AHB: Literally the healing power of music in action.

David: Yeah. The other thing I would say is, the most accessible music ally, which has an access between romantic music and totally spiritual music, is obviously reggae music. Now, classic reggae music sort of converted into Dance Hall music, and then Reggaeton started building itself in Hispanic culture, and it has changed. I don’t know enough about what happened when it mutated. But, the original reggae music, as defined by Bob Marley and his two Wailer compatriots, Bunny Wailer and Peter Tosh, that is purely spiritual and political music, there’s nothing else. I mean, there’s love songs, but they sort of remind you of what they used to call metaphysical poetry in English poetry, and also Jewish mysticism, which is comparing the love for god, or Jah, that unity, to a sort of erotic experience.

AHB: And even those have transformative power to them.

David: Absolutely. So reggae was a huge part of my life because I filmed a lot with those guys. But even if I hadn’t, and I didn’t even intend to – it was quite strange I got into that – but I was a huge fan of Bob Marley. I know a few people in the world who don’t love Bob Marley…

AHB: How?

David: I know of one person who doesn’t, and I try to avoid her at all cost.

But seriously, there’s nothing like Bob. Although Peter Tosh, if you listen to Peter Tosh’s albums, they’re equally wonderful. There just weren’t many of them because he was murdered at a young age. Bunny Wailer is still alive and kicking, and his albums are remarkable. It’s just amazing to me that it’s not a known thing that Bob Marley and Peter Tosh and Bunny Wailer are all individually, as solo artists, geniuses. The fact that that happened is analogous to John Lennon, Paul McCartney, George Harrison, and Ringo Starr becoming single artists after the Beatles. In a way, it’s even more exalted because all three of them were almost like preachers. They’re just focused on Jah and how to live a life that is, in their words, righteous. There’s lots of controversy around it, because it’s all to do with Rastafarianism and Ethiopia and Haile Selassie, and it’s very hard for us to wrap our heads around all of that. I couldn’t, even though I hung out in Jamaica so many times. I was very respectful of it, but I couldn’t quite use it like they used it. But, the essence is the same as any mystical experience. The word ally really applies, I would say, more to classic reggae.

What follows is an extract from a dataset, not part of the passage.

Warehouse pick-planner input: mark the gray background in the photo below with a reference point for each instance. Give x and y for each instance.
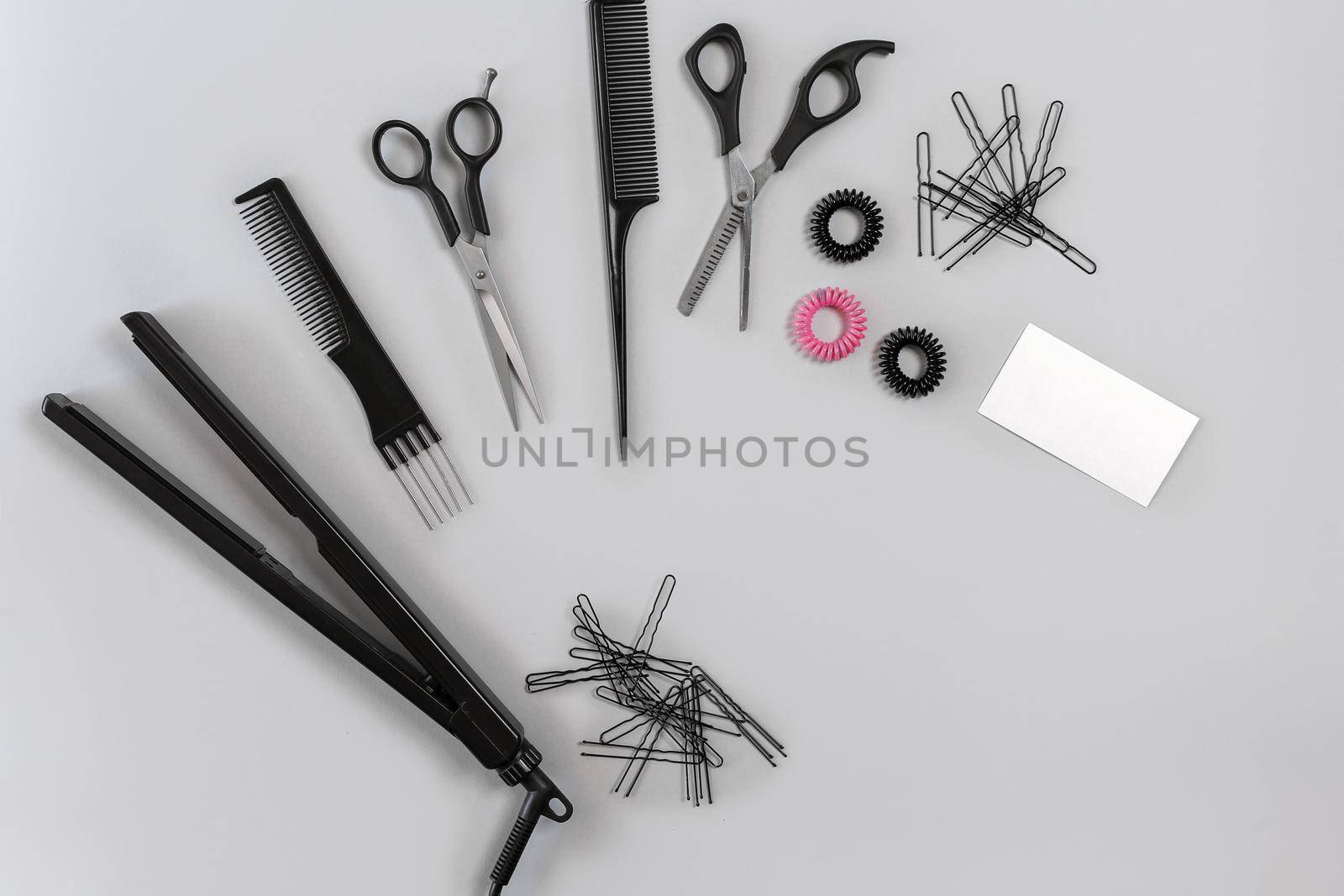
(994, 674)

I mean, I could name, if I really used my memory correctly, probably 50 reggae artists who are all really great. And some artists are very not known at all. Ras Michael and the Sons of Negus are a group that I would recommend highly to people. The reason for that is they are an original groundation band. Reggae music came out of groundations, a religious ceremony which is basically rhythmic, with lots of herb and lots of meditation. I filmed Ras Michael, and I’ve never in my life come across anything so unusual and yet so completely compelling. So if people can get hold of Ras Michael and the Sons of Negus, you’ll hear a different kind of reggae which is entirely spiritual, there’s no reference to romantic love, there’s no reference to politics, it’s all about union with the divine. And it was a religious event, ceremony. I went to one, ever. It’s not something you sort of go to, it’s a community thing. But I did manage to go to one once in summer in Jamaica. But I do recommend that early reggae. Reggae turned into Dancehall music and toasting music, and it influenced hip hop. Unfortunately, at least in the 90s, there was a lot of Dancehall music which was misogynistic and homophobic, and I couldn’t get with that, so I don’t care much about it.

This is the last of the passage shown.